Главным героем премьеры стал женский кордебалет, а главным открытием — "лебединые" сцены. Подвижный, нервный, ассиметричный рисунок композиций Горского-Мессерера представлял поразительный контраст с привычными шеренгами суровых женщин в пачках, выстроившихся как на плацу с "гусем" над головой (придуманной Агриппиной Вагановой позой с почти распрямленным локтем и отвернутой, как лебединый клюв, кистью).
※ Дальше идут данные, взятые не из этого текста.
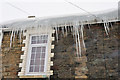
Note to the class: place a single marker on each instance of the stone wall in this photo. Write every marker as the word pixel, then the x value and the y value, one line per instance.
pixel 99 61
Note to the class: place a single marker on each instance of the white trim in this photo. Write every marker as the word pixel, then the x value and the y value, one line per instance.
pixel 29 56
pixel 26 55
pixel 1 36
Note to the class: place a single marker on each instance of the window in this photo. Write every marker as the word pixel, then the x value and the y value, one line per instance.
pixel 37 54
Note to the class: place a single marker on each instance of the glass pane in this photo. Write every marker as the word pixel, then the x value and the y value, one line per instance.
pixel 38 49
pixel 42 69
pixel 36 69
pixel 33 38
pixel 37 62
pixel 37 56
pixel 31 69
pixel 43 55
pixel 43 49
pixel 32 56
pixel 33 49
pixel 42 62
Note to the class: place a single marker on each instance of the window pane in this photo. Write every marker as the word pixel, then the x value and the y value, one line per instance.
pixel 42 62
pixel 37 56
pixel 33 38
pixel 37 62
pixel 43 49
pixel 42 69
pixel 39 39
pixel 43 55
pixel 38 49
pixel 36 69
pixel 33 49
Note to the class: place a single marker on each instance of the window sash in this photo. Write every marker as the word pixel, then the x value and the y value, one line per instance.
pixel 30 52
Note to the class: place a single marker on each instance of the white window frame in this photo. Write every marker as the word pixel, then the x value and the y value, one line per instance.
pixel 29 55
pixel 1 36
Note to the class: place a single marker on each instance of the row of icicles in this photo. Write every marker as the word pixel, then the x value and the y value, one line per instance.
pixel 77 30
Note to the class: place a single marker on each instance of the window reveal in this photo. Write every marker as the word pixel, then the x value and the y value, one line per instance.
pixel 38 52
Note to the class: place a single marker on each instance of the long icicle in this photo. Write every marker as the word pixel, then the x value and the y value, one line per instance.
pixel 105 28
pixel 56 33
pixel 63 30
pixel 11 38
pixel 82 27
pixel 66 29
pixel 76 41
pixel 79 45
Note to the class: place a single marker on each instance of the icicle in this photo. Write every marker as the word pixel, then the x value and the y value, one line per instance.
pixel 14 36
pixel 89 26
pixel 71 29
pixel 105 28
pixel 56 33
pixel 82 27
pixel 63 30
pixel 111 25
pixel 11 39
pixel 76 42
pixel 20 36
pixel 66 29
pixel 79 46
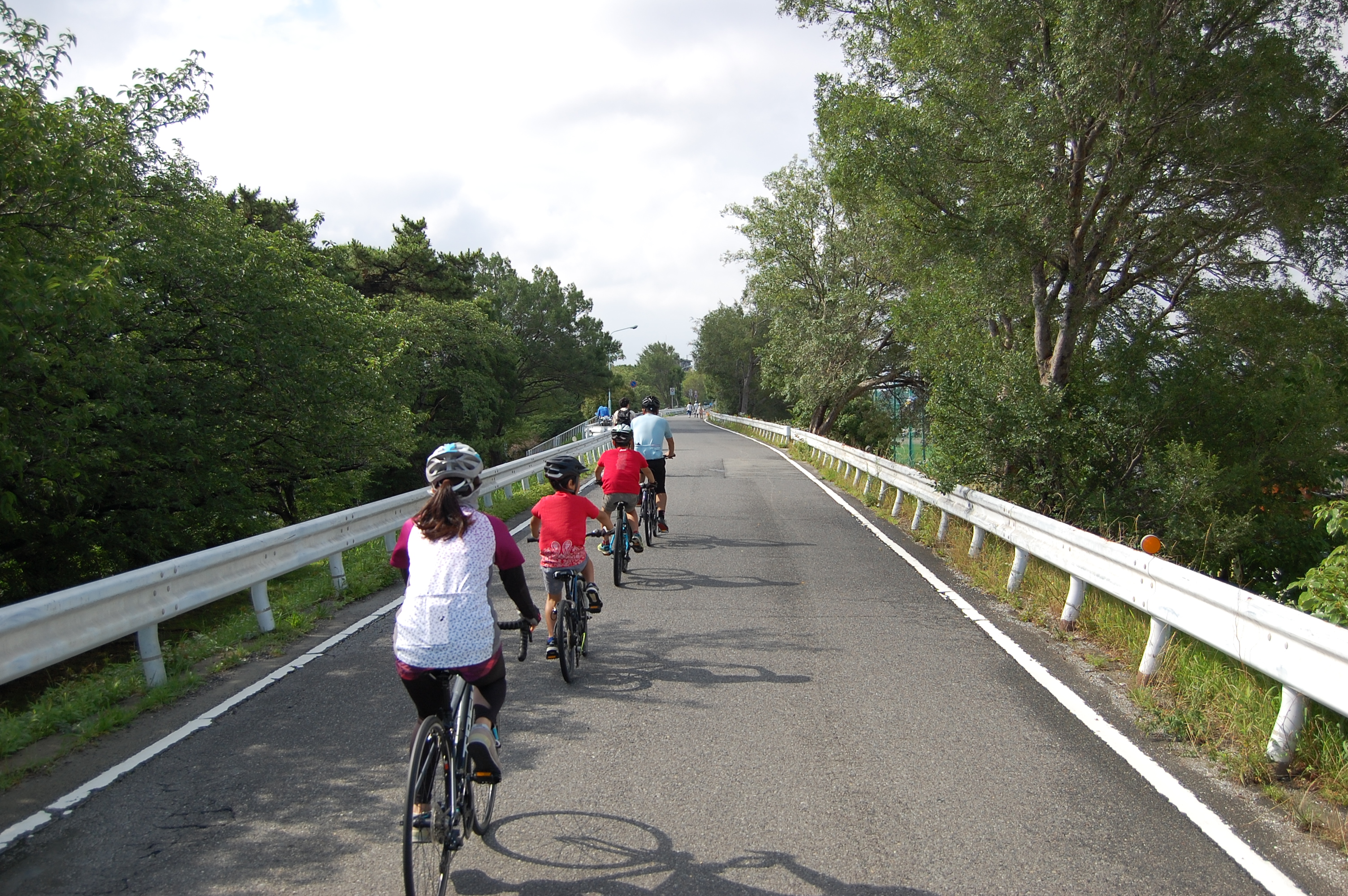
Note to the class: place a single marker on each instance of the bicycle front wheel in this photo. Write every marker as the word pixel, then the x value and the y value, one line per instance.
pixel 427 814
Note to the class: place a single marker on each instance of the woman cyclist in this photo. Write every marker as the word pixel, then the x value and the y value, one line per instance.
pixel 447 620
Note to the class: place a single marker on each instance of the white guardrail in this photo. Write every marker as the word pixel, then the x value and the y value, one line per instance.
pixel 1308 657
pixel 56 627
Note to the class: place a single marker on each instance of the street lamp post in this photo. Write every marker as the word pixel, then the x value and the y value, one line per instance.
pixel 611 367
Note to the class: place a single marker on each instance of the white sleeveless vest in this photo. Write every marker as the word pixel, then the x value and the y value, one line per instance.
pixel 447 620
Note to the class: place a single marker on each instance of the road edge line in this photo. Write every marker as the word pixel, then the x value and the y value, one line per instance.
pixel 1212 825
pixel 65 805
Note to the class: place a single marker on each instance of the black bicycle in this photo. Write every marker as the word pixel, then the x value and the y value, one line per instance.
pixel 448 798
pixel 649 513
pixel 570 627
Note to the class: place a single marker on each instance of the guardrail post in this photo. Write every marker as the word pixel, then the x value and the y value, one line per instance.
pixel 976 542
pixel 1072 608
pixel 1022 560
pixel 337 570
pixel 151 659
pixel 262 607
pixel 1283 740
pixel 1156 646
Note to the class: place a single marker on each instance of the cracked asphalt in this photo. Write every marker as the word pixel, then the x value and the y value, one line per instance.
pixel 774 704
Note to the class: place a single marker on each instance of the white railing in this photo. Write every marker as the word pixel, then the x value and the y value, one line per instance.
pixel 573 434
pixel 1308 657
pixel 56 627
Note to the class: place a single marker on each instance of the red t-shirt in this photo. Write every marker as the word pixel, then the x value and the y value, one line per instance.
pixel 622 471
pixel 561 538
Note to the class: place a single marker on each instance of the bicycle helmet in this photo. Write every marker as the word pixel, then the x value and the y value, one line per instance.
pixel 456 461
pixel 564 468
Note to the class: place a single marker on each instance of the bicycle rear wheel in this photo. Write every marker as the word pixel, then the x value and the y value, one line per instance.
pixel 427 856
pixel 619 546
pixel 562 633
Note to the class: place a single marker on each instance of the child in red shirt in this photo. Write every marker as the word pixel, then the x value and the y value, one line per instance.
pixel 622 472
pixel 558 523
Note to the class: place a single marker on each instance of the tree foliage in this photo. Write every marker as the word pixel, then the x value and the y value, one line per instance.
pixel 181 367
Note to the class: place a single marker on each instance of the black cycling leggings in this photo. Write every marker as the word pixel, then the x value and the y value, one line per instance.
pixel 488 694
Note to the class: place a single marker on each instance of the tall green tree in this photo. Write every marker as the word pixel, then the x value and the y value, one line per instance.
pixel 1088 154
pixel 824 278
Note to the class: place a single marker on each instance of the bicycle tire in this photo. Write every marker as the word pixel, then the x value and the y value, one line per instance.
pixel 427 864
pixel 562 633
pixel 619 545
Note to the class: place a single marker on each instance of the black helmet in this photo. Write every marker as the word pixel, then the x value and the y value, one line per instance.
pixel 564 468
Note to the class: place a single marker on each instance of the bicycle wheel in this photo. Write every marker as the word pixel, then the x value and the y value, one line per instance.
pixel 577 645
pixel 564 639
pixel 619 545
pixel 427 851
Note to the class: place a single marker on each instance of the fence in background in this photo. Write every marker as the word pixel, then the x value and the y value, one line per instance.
pixel 56 627
pixel 1308 657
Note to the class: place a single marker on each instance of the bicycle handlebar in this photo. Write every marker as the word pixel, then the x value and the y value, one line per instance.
pixel 526 634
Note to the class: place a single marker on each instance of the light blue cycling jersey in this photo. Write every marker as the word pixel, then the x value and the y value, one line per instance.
pixel 649 434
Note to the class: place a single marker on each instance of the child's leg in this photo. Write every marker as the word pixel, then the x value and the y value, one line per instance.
pixel 549 611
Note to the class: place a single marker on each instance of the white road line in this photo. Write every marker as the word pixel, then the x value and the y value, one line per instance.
pixel 60 808
pixel 1265 872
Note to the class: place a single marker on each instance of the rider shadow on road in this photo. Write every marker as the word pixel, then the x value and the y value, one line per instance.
pixel 576 853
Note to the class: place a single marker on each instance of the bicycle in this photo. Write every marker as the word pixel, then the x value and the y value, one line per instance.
pixel 440 775
pixel 572 613
pixel 649 513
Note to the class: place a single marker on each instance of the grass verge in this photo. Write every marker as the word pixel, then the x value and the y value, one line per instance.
pixel 1200 697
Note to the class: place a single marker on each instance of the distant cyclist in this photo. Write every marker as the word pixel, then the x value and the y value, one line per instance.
pixel 447 620
pixel 558 522
pixel 622 471
pixel 649 431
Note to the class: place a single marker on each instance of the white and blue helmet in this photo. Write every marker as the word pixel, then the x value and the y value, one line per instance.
pixel 456 461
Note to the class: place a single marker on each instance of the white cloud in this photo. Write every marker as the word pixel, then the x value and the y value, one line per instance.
pixel 599 139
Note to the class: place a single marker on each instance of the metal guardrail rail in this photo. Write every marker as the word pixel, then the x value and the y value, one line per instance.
pixel 1308 657
pixel 54 627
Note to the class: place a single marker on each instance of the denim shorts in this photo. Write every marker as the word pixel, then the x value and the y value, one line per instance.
pixel 554 582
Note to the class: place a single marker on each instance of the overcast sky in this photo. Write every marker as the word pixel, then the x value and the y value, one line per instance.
pixel 599 139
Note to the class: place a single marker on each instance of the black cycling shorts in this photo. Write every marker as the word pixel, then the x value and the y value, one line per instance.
pixel 658 472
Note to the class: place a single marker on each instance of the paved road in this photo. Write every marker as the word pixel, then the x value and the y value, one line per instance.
pixel 776 704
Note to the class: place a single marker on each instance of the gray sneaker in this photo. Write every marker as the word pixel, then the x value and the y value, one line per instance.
pixel 482 748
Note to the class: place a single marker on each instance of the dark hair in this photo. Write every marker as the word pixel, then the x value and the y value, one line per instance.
pixel 443 518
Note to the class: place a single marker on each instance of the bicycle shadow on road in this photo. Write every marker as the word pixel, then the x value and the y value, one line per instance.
pixel 598 853
pixel 656 578
pixel 693 542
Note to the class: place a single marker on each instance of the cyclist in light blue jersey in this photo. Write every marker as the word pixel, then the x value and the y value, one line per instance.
pixel 649 431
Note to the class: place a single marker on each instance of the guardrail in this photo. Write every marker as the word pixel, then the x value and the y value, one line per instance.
pixel 573 434
pixel 56 627
pixel 1308 657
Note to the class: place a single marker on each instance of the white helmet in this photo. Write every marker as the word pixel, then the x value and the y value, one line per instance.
pixel 456 461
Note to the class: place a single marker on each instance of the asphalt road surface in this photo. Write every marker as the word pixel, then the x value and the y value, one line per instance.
pixel 774 704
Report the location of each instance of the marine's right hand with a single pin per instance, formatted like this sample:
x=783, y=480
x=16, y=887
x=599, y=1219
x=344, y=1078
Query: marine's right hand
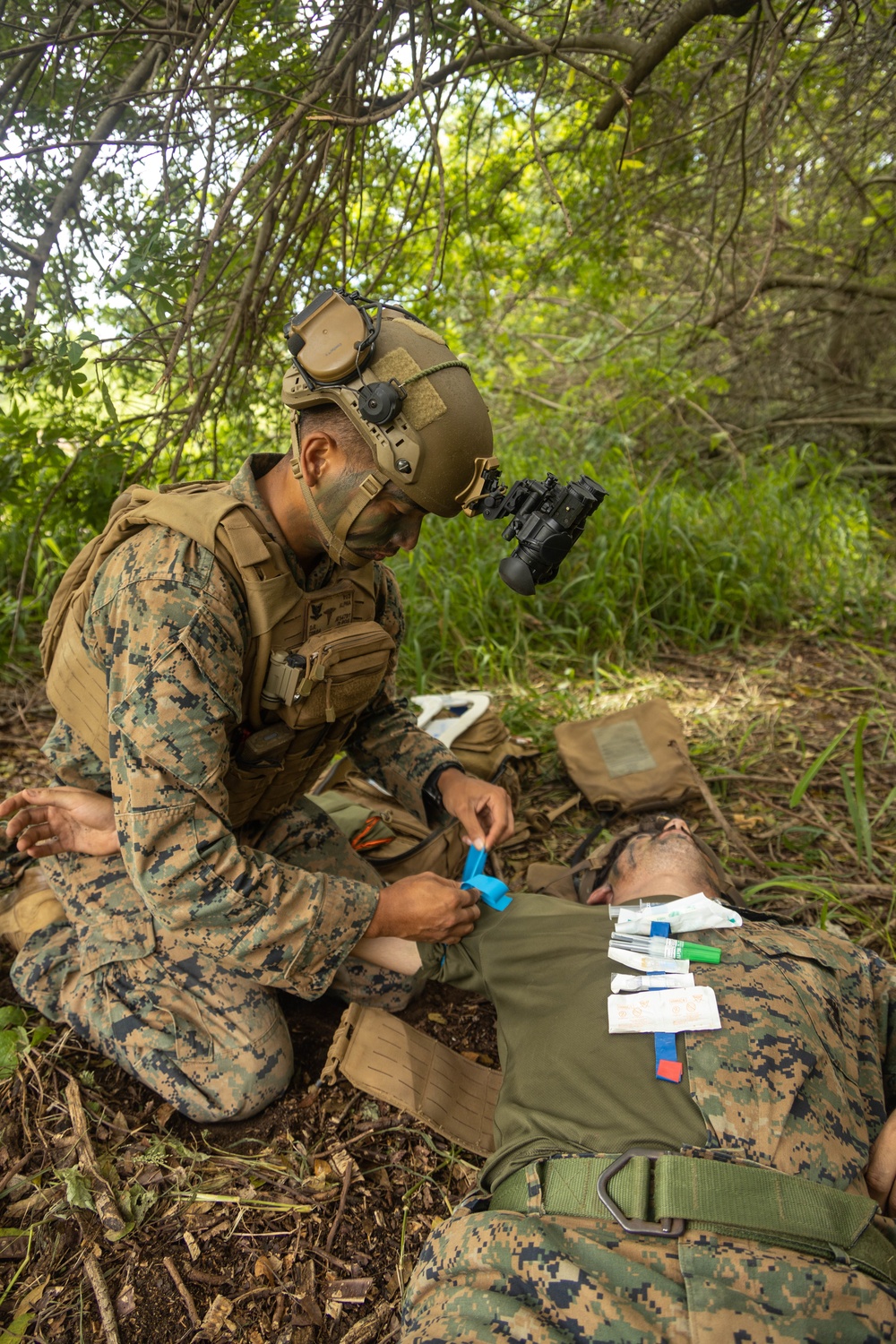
x=426, y=909
x=47, y=822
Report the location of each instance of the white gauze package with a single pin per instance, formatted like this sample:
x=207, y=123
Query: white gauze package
x=664, y=1010
x=641, y=961
x=629, y=984
x=684, y=916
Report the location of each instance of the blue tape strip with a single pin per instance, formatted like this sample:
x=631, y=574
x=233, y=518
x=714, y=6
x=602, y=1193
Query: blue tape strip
x=474, y=865
x=473, y=878
x=493, y=892
x=664, y=1042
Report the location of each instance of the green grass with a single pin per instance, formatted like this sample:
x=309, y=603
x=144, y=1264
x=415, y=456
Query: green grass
x=669, y=559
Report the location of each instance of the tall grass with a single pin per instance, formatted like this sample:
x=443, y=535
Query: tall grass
x=678, y=561
x=675, y=558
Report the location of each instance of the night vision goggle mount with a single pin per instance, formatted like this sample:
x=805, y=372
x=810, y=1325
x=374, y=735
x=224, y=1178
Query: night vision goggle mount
x=332, y=341
x=547, y=519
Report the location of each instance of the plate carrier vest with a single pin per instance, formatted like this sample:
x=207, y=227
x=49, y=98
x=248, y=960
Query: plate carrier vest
x=312, y=664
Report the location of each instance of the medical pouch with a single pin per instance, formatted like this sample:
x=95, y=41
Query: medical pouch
x=487, y=744
x=330, y=677
x=626, y=761
x=367, y=814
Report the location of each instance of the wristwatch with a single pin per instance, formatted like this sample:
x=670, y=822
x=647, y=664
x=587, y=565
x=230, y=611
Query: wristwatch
x=432, y=796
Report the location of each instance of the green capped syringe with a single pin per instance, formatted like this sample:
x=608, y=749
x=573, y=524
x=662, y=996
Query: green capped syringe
x=669, y=949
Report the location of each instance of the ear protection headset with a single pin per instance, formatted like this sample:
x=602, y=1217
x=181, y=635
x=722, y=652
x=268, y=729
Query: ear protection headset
x=332, y=343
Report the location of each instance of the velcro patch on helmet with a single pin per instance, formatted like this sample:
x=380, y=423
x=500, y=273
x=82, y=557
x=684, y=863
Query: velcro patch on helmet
x=422, y=403
x=418, y=328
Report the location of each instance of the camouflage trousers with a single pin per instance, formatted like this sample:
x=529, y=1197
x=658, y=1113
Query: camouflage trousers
x=536, y=1279
x=211, y=1040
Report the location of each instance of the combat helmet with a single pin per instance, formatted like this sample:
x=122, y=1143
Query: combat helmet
x=406, y=394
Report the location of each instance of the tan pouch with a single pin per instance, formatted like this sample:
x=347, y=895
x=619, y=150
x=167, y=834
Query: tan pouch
x=332, y=676
x=400, y=1064
x=625, y=762
x=414, y=846
x=487, y=744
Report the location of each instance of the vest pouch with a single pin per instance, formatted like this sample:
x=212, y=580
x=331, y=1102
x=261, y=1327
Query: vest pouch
x=413, y=846
x=331, y=677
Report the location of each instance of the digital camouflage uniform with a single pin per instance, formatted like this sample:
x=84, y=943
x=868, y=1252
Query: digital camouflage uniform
x=174, y=948
x=799, y=1078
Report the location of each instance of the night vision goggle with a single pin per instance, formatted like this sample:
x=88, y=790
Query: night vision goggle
x=332, y=343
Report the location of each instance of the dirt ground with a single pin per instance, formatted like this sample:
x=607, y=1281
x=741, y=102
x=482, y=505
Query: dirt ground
x=121, y=1219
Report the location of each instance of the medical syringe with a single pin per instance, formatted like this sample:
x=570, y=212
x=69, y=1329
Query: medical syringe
x=669, y=949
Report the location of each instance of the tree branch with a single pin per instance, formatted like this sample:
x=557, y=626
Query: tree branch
x=831, y=287
x=667, y=39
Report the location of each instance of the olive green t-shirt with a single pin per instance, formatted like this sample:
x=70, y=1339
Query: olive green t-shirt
x=568, y=1085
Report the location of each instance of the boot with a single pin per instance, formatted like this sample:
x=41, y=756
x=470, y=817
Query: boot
x=27, y=906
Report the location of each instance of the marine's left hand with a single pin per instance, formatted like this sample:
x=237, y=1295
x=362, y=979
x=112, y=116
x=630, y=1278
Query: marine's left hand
x=484, y=809
x=880, y=1172
x=61, y=819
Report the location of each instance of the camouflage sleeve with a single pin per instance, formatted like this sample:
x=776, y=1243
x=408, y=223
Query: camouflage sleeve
x=387, y=744
x=883, y=980
x=171, y=632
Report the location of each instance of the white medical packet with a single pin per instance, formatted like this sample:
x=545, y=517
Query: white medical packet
x=664, y=1010
x=629, y=984
x=683, y=916
x=640, y=961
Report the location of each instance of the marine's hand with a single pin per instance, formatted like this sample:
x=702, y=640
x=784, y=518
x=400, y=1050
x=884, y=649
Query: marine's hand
x=484, y=809
x=426, y=909
x=882, y=1168
x=46, y=822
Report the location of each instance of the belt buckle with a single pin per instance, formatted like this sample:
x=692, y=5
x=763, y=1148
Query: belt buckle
x=668, y=1228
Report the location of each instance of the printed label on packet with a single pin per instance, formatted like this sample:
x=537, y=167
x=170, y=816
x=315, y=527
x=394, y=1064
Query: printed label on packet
x=664, y=1010
x=641, y=961
x=629, y=984
x=684, y=916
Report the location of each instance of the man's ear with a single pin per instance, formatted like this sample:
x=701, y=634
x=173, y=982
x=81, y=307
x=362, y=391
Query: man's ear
x=600, y=895
x=319, y=452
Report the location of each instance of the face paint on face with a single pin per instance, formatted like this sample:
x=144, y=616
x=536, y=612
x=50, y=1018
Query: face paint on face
x=386, y=526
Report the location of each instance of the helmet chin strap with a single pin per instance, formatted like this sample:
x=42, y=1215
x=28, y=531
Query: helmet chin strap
x=333, y=538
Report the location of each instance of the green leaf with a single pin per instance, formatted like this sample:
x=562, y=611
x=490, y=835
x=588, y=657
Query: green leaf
x=13, y=1046
x=15, y=1331
x=77, y=1190
x=815, y=766
x=110, y=406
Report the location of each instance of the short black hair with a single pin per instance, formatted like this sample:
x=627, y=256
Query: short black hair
x=330, y=419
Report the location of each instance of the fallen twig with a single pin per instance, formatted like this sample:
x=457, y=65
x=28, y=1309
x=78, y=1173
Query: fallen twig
x=104, y=1198
x=104, y=1301
x=185, y=1292
x=347, y=1182
x=368, y=1328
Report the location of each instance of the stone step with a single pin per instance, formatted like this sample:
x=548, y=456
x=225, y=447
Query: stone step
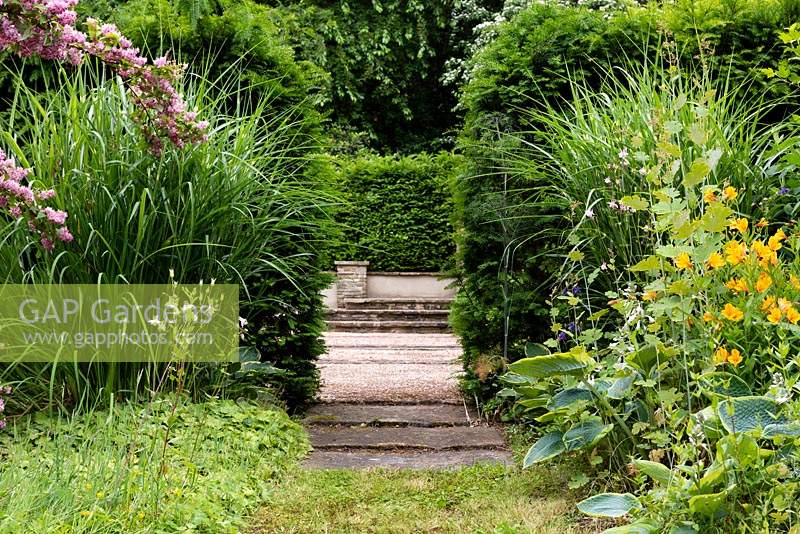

У Горского-Мессерера во время адажио Одетты ее подружки не застывают истуканами, как члены правительства на программной речи премьера, а вникают в подробности судьбоносного романа с типично женским любопытством: перебирают ножками в па-де-бурре, вздыхают арабесками, стыдливо отворачиваются, спрятав голову под нежно округленной рукой. Такая активность кордебалета придала сценам на "озере" обаятельную живость и теплоту, и можно только гадать, каких усилий стоила постановщику эта женская непосредственность.
Собственно, и весь балет — стройный, логичный, динамичный — выглядит не по возрасту жизнерадостным и юным. Ничего лишнего, ничего избыточного или претенциозного: мастерская режиссура непринужденно выводит действие к оптимистичному финалу; и умилительно архаичные корчи Злого Гения на авансцене лишь добавляют долю иронии бесхитростной победе добра над злом. Замечательные танцы Горского не теряют своего сказочного великолепия даже в несовершенном исполнении — ученическая скованность солистов кажется вполне преодолимым препятствием. Ведь главное сделано: замечательный московский балет реинкарнирован, а уж воспитать его и довести до ума — дело приемных родителей.